Speaking today at a panel sponsored by the Brookings Institution and the Pew Center for Global Climate Change, scholars and policymakers attempted to find new ways to address climate change both in the United States and abroad.
James Connaughton, chairman of the White House’s Council on Environmental Quality, supplemented Secretary of Abraham’s earlier discussion of U.S. technology programs by fleshing out a broader array of policies that the Bush Administration is supporting.
Among them:
- the progress being made through various bilateral and regional climate change agreements with key allies and emitters.
- the Administration’s “Clear Skies” initiative and the energy bill before the Congress that Connaughton said promises to lessen air pollution and reduce the rate of growth of greenhouse gas emissions.
- the Bush Administration backing of stronger fuel efficiency or CAFE standards for SUV’s.
- the Administration’s support for forests and farmland that sequester carbon in the ground, another policy likely to help slow the concentration of greenhouse gas emissions in the atmosphere.
- U.S. leadership on international climate change. Connaughton said that half of all international investment in climate science is invested by United States.
Connaughton said that it was time to “get past” the Kyoto treaty, the international agreement on climate change that the Bush administration has refused to support, much to the chagrin of many both at home and abroad. Connaughton said that U.S. support of the treaty would simply “shift pollution someplace else,” where emission standards might not be as strict as the United States.
Other panelists agreed that Kyoto was largely a dead issue in the United States, including Brookings Senior Fellow Nigel Purvis, who said the U.S. should pursue parallel approaches to international cooperation in the United Nations because new treaties may not be able to muster the sixty-six votes needed to ratify the treaty. Purvis dissented from Connaughton, however, by calling for mandatory domestic climate change regulation, such as a ‘cap and trade’ system. Elliot Diringer, director of the Pew Center’s International Strategies, concurred and suggested that new negotiations should focus on the major emitters. He said any international agreement on climate change must be in the national interest of major participants including the U.S.
Congressman Wayne Gilchrest (R-MD) said that, within the House “very few members are focused on climate change.” He remained upbeat, however, saying that as members become more engaged on climate change and learn the facts of the issue that they will do the right thing.
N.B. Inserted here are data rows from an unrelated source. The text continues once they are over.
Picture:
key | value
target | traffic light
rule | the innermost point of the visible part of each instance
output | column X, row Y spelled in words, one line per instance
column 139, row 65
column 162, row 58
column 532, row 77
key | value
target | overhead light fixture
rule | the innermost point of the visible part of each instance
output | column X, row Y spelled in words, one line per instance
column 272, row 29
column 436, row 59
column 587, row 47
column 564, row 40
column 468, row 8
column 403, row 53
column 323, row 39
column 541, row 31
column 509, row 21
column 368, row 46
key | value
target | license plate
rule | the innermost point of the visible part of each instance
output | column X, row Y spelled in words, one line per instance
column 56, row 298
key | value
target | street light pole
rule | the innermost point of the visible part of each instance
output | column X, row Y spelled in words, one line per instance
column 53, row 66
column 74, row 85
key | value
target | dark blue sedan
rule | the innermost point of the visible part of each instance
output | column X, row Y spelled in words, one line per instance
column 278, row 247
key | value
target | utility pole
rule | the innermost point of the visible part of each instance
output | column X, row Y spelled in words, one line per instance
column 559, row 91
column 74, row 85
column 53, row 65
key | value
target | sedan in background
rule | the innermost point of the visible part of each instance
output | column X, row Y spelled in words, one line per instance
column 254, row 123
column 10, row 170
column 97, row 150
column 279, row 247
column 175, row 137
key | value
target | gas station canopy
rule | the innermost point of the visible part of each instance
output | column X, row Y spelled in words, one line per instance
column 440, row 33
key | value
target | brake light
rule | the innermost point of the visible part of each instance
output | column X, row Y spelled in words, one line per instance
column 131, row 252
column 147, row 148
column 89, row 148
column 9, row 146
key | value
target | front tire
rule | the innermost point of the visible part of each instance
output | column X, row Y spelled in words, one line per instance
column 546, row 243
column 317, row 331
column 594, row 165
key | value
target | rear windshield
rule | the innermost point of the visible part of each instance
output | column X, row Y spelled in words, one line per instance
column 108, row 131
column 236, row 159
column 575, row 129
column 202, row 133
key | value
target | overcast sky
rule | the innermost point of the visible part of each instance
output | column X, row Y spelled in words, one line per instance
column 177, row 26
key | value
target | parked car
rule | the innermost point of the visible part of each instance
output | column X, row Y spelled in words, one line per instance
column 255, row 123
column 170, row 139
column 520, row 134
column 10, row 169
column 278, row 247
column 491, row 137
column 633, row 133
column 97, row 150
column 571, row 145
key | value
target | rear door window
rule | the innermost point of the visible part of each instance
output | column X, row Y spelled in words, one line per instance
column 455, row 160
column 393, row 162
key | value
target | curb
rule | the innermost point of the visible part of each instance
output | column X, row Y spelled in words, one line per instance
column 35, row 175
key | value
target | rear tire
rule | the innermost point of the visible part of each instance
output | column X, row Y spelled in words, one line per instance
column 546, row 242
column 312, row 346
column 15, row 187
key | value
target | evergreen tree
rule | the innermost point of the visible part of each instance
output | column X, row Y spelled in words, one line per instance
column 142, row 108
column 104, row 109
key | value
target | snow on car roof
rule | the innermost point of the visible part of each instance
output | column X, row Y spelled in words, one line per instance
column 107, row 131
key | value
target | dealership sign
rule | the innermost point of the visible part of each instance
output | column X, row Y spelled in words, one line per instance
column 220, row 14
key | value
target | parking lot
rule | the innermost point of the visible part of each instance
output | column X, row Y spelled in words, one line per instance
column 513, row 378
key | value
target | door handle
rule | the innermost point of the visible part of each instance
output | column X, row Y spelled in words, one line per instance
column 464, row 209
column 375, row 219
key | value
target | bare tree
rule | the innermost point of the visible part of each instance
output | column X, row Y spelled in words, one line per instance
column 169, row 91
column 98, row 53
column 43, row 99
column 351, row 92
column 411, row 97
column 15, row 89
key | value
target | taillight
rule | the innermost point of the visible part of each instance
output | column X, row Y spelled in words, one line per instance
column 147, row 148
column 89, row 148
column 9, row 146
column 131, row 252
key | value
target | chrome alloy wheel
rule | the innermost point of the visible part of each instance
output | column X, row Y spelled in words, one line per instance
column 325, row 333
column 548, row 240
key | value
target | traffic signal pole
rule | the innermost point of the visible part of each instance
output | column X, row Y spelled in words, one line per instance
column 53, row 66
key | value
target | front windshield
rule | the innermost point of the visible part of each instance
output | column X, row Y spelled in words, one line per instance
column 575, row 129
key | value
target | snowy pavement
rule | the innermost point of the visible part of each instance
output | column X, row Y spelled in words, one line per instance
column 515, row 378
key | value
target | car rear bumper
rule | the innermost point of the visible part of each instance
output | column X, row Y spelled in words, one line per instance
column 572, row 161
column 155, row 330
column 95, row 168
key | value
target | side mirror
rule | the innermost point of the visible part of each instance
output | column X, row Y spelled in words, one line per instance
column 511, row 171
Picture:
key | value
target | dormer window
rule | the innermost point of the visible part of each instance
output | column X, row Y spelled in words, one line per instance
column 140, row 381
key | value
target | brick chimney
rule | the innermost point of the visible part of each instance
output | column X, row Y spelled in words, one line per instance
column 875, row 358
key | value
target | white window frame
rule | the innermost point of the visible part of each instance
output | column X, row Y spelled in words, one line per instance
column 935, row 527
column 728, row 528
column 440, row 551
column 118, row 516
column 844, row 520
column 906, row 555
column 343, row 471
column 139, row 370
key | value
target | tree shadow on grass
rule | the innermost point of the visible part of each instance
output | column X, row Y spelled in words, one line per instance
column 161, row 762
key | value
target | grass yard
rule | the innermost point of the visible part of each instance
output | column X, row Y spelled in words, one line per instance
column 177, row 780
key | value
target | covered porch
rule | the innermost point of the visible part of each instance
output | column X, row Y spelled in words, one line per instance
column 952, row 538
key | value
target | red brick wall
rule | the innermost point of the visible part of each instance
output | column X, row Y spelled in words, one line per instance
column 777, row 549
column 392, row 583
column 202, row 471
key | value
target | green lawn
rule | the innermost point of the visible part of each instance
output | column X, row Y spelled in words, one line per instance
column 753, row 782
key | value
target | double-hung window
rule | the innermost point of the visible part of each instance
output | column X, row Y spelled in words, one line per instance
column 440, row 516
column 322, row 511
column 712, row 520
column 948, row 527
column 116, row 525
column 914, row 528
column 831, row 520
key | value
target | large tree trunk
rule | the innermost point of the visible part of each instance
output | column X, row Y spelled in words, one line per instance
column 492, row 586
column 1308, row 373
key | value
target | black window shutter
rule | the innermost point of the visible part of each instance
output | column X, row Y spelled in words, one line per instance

Given that political reality, panelists took turns trying to come up with a sensible strategy on climate change that would resonate not only at home, but abroad as well.
Technological advances in providing cleaner energy had the greatest potential to reduce pollution, according to panelists, because human consumption patterns would likely remain unchanged and developing countries would tap their significant coal reserves regardless of the environment impact.
“To ask developing countries not to use their coal reserves is a sheer fantasy,” World Bank Group President James Wolfensohn said. “It’s not going to happen, and it’s hypocritical for industrialized nations to make such a request.” Wolfensohn said that the issue of climate change disproportionately affected developing countries and called it a “real crisis.” The solution, according to Wolfensohn and others, lay in using technology to make economic growth and development as clean as possible.
British Energy Minister Stephen Timms put an equal amount of faith in technology’s promise, but cautioned panelists from placing too many eggs in one basket.
“Technology is critically important,” Timms said, “but on its own it isn’t enough.” Timms said that citizens, governments, and businesses everywhere had to be committed to climate change in order to truly make a difference. He highlighted the ambitious goals the UK government has set for itself to tackle climate change and move towards a decarbonized economy, including the country’s long-term goal of reducing carbon dioxide emissions by 60 percent by 2050 and the more immediate goal of increasing the share of electricity provided by renewables to 10 percent by 2010. Timms spoke of his own region’s struggles against climate change, including the massive floods endured throughout Europe in 2002 and last year’s heat wave that claimed the lives of nearly 20,000 people.
Ultimately, panelists agreed that environmental progress would not be achieved through command and control regulatory systems that mandated particular kinds of technology. Governments could, however, make it easier for market-based mechanisms to lead the way.